Whereas, underground power transmission is expensive and also
has many advantages. The applications of this transmission mainly
depend on the crowd areas as well as where the possibility of overhead
power transmission is not possible. Sometimes, due to factors like
physical, cost and environmental, the two types of cables are combined
together for electrical power transmission This Technical Seminar
topic discusses an overview of underground electric power
transmission, types, installation, features and more.

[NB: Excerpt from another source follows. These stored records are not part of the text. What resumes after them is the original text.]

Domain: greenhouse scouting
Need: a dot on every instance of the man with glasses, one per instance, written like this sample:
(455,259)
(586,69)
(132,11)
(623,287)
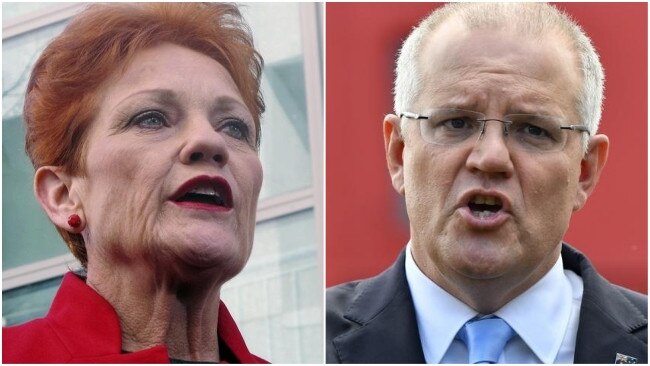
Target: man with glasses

INTRODUCTION TO UNDERGROUND TRANSMISSION
The electric power transmission can be done using a method like undergrounding as an alternative to
overhead power transmission. These cables have low visibility and not affected by bad -weather. But, the
cost of these cables is high and laying process is time-consuming instead of overhead building. The
finding of faults in underground transmission lines takes much time for repairing as well as locating.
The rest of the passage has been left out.